On June 1, 2015, the United States Supreme Court in Bank of America, N.A. v. Caulkett unanimously ruled that underwater junior liens cannot be stripped-off or removed in a chapter 7 case, securing the rights of financial institutions to recover money if a property retained by the debtor goes up in value in the future. This is a victory for secured lenders, but will help lenders take more risks, making credit more readily available to those who may need it most.
Earlier this year, SmithAmundsen filed a friend-of-the-court amicus brief on behalf of the Community Bankers Association of Illinois in the matter. Significantly, the court based its decision, in part, on an argument contained in the brief. SmithAmundsen partner John Collen was Counsel of Record on the brief with partners Michael Cortina and William Hackney acting as Of Counsel.
Community Bankers Association of Illinois President Bob Wingert and General Counsel Jerry Cavanaugh provided the following statement:, “The Community Bankers Association of Illinois (“CBAI”) is thrilled with the U.S. Supreme Court’s June 1 decision resolving the case of Bank of America, N.A. v.
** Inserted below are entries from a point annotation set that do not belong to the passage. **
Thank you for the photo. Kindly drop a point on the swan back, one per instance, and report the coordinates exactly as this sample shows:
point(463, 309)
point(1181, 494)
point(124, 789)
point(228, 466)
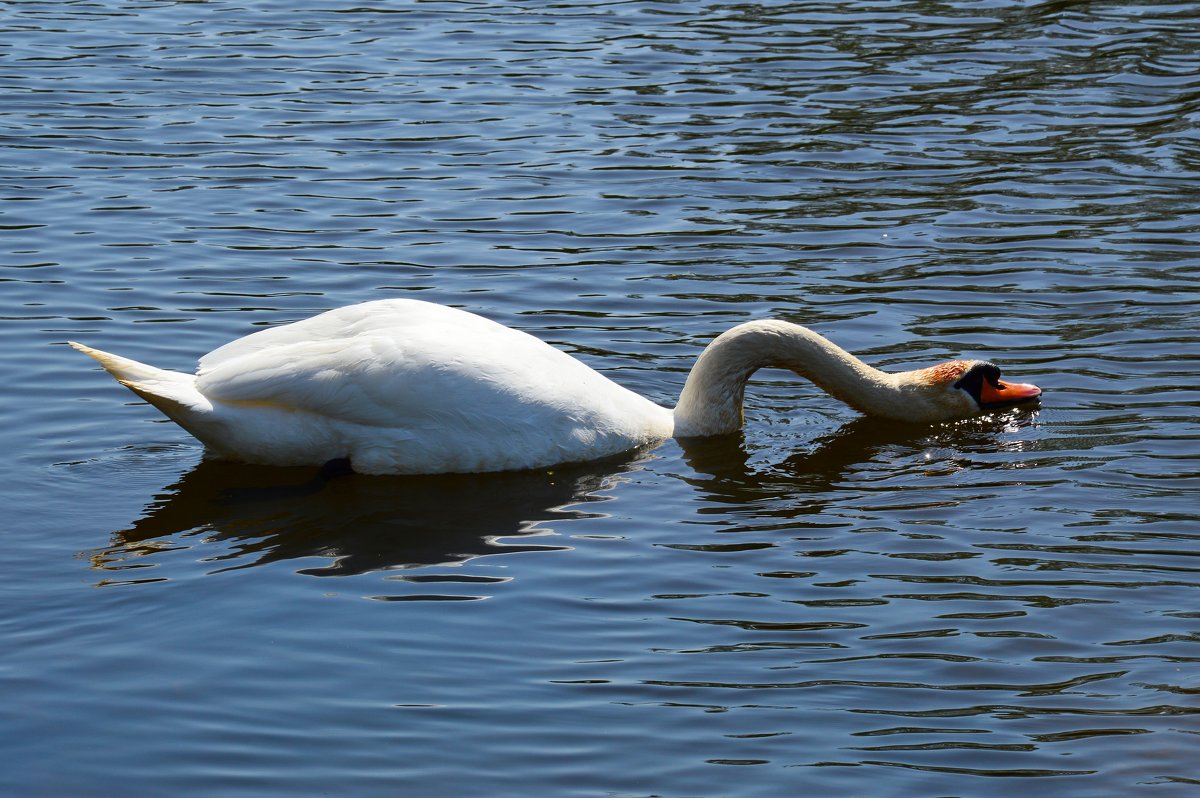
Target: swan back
point(409, 387)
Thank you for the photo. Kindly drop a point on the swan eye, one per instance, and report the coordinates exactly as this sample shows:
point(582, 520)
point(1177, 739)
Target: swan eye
point(972, 381)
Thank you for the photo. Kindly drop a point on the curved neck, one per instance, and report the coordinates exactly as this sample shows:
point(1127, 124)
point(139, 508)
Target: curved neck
point(712, 399)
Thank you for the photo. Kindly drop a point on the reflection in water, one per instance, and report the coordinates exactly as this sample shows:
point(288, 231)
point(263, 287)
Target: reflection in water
point(727, 469)
point(359, 523)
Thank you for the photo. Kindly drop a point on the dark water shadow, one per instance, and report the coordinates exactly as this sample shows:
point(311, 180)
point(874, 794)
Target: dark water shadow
point(725, 467)
point(357, 523)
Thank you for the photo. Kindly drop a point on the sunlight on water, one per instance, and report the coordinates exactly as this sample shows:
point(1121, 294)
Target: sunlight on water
point(826, 604)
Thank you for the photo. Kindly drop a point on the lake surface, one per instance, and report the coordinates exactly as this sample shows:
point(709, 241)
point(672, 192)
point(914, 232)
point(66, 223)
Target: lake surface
point(826, 605)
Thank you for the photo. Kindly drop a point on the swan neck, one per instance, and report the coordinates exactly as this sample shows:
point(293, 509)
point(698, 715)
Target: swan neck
point(712, 399)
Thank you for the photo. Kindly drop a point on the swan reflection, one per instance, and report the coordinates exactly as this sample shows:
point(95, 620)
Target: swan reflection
point(247, 516)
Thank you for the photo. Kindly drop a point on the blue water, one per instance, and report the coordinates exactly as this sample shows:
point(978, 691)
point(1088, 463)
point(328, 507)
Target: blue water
point(826, 605)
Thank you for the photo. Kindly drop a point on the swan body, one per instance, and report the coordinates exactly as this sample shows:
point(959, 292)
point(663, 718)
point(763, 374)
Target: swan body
point(407, 387)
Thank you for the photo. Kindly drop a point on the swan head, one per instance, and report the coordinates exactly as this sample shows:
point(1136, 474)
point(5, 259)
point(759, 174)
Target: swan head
point(959, 389)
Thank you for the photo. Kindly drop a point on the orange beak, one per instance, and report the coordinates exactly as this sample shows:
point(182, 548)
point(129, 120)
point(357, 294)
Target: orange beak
point(1001, 393)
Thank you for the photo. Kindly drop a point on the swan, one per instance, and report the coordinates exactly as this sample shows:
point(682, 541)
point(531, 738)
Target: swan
point(408, 387)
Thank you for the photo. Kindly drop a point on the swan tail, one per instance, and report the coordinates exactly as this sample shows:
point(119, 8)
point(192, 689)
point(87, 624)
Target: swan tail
point(172, 393)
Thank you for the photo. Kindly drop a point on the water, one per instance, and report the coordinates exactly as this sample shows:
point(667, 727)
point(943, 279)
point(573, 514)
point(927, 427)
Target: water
point(825, 606)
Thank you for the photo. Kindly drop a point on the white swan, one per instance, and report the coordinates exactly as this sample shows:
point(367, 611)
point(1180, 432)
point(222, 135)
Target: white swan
point(406, 387)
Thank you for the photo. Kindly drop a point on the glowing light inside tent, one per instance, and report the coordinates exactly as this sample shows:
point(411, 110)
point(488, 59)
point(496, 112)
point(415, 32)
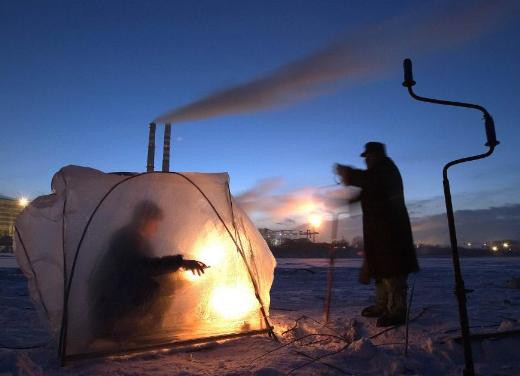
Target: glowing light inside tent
point(23, 202)
point(315, 220)
point(233, 302)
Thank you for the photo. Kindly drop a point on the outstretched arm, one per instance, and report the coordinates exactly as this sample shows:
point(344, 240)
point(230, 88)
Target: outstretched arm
point(170, 264)
point(351, 176)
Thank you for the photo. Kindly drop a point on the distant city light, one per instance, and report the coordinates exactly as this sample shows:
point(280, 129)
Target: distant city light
point(23, 202)
point(315, 220)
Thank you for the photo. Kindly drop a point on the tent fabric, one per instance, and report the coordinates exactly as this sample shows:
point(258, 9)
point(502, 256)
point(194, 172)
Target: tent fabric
point(62, 239)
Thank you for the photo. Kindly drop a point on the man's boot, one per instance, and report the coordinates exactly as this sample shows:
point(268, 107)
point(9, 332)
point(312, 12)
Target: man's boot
point(396, 315)
point(379, 309)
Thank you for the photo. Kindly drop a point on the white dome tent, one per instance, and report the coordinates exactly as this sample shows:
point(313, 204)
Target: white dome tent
point(62, 238)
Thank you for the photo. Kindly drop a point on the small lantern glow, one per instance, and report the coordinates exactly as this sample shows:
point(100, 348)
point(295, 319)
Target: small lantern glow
point(315, 220)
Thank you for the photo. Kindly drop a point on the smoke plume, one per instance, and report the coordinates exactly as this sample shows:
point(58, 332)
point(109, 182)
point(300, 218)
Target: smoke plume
point(365, 54)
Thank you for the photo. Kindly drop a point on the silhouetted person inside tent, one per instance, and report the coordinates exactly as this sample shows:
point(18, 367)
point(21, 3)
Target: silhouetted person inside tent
point(389, 253)
point(126, 298)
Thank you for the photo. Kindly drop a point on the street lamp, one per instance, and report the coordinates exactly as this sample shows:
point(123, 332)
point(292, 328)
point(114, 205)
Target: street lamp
point(23, 202)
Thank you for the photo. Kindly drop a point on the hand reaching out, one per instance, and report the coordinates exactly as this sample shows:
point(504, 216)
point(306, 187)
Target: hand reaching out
point(343, 172)
point(196, 267)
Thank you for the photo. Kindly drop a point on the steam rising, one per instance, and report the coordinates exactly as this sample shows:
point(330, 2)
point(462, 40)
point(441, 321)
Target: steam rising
point(365, 54)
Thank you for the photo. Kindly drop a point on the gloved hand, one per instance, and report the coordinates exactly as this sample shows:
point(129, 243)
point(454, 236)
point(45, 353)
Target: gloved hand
point(196, 267)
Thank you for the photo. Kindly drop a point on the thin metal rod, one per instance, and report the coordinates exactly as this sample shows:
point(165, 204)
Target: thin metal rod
point(460, 290)
point(166, 147)
point(330, 272)
point(151, 148)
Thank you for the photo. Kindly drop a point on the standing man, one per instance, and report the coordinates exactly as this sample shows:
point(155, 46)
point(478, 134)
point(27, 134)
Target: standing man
point(389, 253)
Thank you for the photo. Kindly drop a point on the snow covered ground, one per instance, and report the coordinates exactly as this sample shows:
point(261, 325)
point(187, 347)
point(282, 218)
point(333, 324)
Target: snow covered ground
point(349, 345)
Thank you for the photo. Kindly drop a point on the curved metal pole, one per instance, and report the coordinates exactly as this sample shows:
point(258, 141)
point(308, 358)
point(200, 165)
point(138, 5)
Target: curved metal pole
point(460, 290)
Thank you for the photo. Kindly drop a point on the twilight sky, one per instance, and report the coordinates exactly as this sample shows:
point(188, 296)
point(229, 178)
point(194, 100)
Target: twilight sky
point(81, 80)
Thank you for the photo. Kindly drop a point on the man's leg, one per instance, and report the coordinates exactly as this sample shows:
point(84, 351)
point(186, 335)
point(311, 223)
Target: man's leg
point(397, 290)
point(380, 308)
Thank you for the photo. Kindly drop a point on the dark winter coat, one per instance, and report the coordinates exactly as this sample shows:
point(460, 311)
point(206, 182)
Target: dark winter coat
point(388, 243)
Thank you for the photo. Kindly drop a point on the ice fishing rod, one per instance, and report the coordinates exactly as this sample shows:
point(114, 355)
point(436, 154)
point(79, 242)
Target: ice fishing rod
point(491, 143)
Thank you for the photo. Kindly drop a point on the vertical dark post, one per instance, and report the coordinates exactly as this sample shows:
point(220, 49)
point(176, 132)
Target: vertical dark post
point(166, 147)
point(492, 142)
point(460, 290)
point(151, 148)
point(330, 273)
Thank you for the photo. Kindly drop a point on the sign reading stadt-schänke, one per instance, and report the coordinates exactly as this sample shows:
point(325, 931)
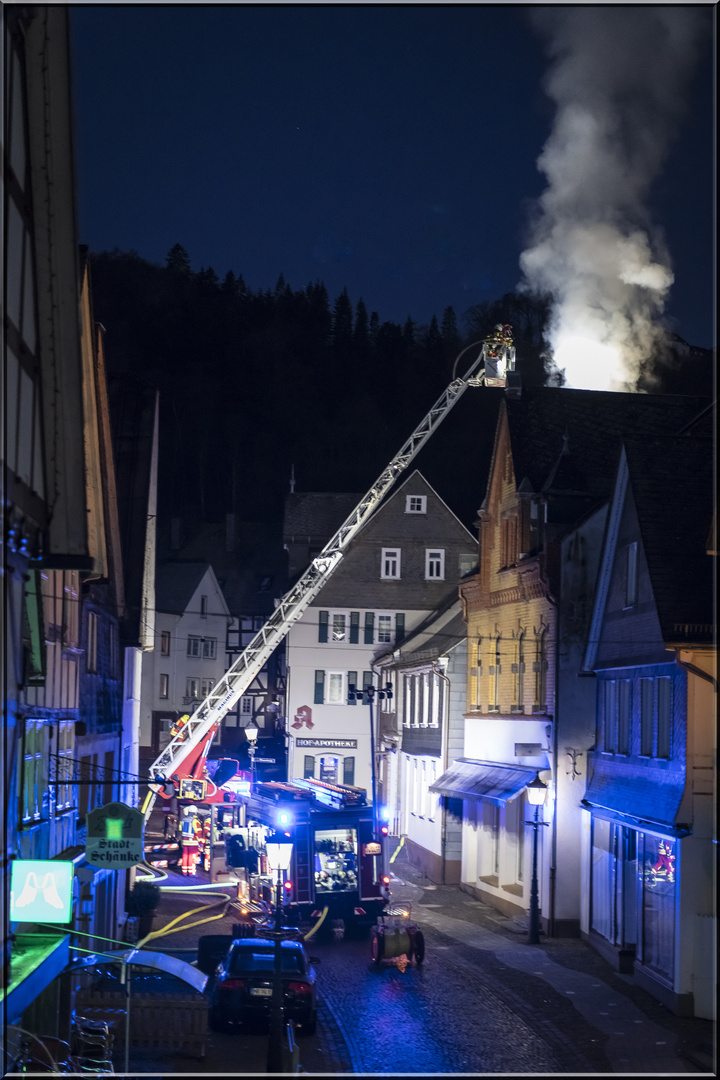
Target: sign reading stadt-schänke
point(329, 743)
point(114, 836)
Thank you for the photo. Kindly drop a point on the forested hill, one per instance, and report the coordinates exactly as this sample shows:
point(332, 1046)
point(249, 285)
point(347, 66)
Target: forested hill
point(255, 382)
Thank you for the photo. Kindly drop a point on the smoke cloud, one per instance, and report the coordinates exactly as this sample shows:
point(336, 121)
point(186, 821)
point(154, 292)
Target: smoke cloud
point(619, 77)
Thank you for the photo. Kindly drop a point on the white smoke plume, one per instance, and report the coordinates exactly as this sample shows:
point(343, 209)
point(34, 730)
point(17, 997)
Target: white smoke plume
point(619, 77)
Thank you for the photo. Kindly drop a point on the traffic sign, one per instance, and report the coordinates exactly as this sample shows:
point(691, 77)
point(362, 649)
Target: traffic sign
point(114, 836)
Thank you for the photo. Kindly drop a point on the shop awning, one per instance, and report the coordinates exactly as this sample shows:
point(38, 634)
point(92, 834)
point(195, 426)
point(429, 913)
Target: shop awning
point(144, 958)
point(488, 781)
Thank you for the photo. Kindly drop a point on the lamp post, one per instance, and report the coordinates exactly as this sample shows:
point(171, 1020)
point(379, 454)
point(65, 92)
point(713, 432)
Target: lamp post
point(279, 850)
point(537, 792)
point(252, 734)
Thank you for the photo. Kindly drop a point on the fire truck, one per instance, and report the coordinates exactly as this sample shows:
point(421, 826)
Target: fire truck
point(182, 768)
point(338, 855)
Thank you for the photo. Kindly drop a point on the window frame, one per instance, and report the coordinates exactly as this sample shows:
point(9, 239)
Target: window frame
point(434, 558)
point(391, 564)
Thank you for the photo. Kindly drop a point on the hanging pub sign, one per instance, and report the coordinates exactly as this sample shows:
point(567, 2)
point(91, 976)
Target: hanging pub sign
point(41, 891)
point(114, 836)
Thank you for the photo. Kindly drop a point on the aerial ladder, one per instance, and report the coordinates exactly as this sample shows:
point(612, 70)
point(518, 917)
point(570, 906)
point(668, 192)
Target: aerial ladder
point(184, 759)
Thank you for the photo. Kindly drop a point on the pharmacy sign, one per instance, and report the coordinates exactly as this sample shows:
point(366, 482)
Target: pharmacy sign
point(114, 836)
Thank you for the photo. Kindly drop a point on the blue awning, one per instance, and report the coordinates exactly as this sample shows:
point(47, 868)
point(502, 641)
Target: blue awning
point(488, 781)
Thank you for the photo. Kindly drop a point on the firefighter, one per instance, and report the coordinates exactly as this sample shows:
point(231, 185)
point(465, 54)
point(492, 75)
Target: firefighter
point(191, 833)
point(179, 728)
point(205, 842)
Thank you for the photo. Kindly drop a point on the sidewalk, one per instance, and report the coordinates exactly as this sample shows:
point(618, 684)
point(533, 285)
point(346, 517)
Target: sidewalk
point(640, 1035)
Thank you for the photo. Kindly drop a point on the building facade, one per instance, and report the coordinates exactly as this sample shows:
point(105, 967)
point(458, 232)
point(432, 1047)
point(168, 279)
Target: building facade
point(393, 575)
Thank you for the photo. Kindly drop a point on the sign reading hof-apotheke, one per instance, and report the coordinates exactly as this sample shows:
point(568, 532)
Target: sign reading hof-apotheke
point(328, 743)
point(114, 836)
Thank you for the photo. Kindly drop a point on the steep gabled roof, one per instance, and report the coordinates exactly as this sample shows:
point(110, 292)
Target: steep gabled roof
point(673, 485)
point(176, 584)
point(594, 423)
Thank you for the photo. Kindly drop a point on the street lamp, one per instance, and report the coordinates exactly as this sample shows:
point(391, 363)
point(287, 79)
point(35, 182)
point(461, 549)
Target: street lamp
point(537, 792)
point(252, 734)
point(279, 850)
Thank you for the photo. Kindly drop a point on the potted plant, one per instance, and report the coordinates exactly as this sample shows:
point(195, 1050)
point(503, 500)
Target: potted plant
point(143, 901)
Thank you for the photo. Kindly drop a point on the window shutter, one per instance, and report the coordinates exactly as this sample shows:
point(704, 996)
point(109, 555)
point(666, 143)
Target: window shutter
point(367, 680)
point(369, 628)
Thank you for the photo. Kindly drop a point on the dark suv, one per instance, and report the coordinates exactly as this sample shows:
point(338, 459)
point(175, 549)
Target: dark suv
point(242, 987)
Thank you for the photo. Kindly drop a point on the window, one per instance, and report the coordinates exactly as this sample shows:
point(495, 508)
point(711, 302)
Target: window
point(65, 750)
point(390, 563)
point(624, 713)
point(114, 651)
point(435, 564)
point(32, 769)
point(540, 667)
point(664, 717)
point(91, 656)
point(632, 575)
point(369, 628)
point(336, 688)
point(647, 715)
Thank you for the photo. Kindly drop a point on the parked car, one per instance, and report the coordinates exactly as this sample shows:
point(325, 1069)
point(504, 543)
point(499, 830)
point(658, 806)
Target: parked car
point(242, 986)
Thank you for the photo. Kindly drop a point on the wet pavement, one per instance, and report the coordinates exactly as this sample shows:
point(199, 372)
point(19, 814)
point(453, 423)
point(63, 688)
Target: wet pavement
point(484, 1001)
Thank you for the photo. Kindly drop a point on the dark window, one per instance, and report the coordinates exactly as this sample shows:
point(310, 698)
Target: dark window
point(369, 628)
point(322, 628)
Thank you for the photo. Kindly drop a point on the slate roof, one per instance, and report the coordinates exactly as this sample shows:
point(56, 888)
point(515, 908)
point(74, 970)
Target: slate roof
point(594, 423)
point(316, 513)
point(673, 484)
point(176, 583)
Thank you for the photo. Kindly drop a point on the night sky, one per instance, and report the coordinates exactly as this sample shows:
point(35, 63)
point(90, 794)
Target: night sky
point(391, 149)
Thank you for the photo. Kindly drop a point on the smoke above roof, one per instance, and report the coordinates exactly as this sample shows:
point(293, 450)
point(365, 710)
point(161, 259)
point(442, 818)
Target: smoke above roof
point(620, 78)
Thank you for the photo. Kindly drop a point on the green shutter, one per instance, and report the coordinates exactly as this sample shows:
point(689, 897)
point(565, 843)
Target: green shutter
point(322, 626)
point(369, 628)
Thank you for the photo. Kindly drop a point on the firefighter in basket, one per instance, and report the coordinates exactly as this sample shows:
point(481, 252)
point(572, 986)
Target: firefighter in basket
point(191, 834)
point(179, 728)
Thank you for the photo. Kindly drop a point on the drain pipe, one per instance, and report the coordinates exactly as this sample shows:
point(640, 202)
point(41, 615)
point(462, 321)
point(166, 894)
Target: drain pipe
point(439, 666)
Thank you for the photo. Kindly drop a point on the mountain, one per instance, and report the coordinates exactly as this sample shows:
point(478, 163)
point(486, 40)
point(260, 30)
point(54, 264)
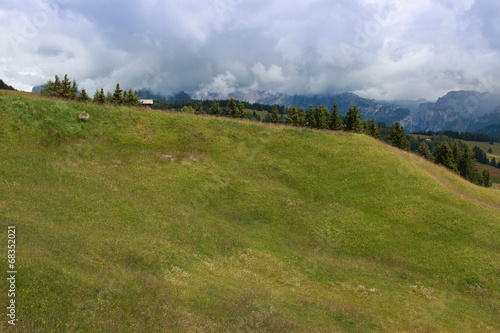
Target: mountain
point(369, 108)
point(5, 86)
point(457, 111)
point(147, 94)
point(136, 221)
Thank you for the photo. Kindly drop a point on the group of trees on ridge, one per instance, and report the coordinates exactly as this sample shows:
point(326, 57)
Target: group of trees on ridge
point(66, 89)
point(457, 156)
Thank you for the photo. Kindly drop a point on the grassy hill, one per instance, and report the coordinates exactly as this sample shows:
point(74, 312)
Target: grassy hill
point(138, 221)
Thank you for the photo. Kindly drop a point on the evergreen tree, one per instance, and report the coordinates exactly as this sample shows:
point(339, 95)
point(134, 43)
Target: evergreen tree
point(311, 117)
point(232, 109)
point(487, 181)
point(443, 155)
point(336, 122)
point(424, 150)
point(373, 130)
point(215, 109)
point(293, 116)
point(118, 95)
point(322, 117)
point(275, 117)
point(198, 109)
point(241, 110)
point(467, 165)
point(397, 137)
point(353, 120)
point(83, 97)
point(457, 152)
point(301, 116)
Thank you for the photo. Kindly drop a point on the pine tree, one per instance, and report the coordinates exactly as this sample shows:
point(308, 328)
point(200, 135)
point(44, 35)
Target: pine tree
point(353, 120)
point(322, 117)
point(373, 130)
point(336, 122)
point(215, 109)
point(83, 97)
point(232, 109)
point(198, 109)
point(275, 117)
point(467, 165)
point(241, 110)
point(397, 137)
point(301, 116)
point(424, 150)
point(118, 95)
point(311, 117)
point(487, 181)
point(293, 116)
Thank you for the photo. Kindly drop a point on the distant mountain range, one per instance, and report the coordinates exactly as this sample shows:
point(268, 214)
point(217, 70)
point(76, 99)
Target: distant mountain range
point(467, 111)
point(461, 111)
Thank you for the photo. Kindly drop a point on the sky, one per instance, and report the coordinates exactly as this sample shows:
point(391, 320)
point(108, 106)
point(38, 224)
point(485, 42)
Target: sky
point(381, 49)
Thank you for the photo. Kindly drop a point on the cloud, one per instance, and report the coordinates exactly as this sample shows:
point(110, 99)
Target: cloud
point(389, 49)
Caulkett and with the efforts of CBAI Associate Member law firm SmithAmundsen LLC in preparing an amicus brief on behalf of CBAI and CBAI’s members throughout Illinois. The victory in this decision protects the secured interests of junior lienholders in bankruptcy cases, and CBAI believes that the arguments submitted in the amicus brief were reflected in the Court’s opinion. A big “thank you” to SmithAmundsen LLC, including Michael Cortina and John Collen, who guided CBAI through the amicus drafting and kept CBAI apprised of the status of the case. The Caulkett decision is a big victory for junior lienholders.”
This case has received widespread, national coverage in the media today including in the Financial Times, New York Times, Forbes, and Reuters.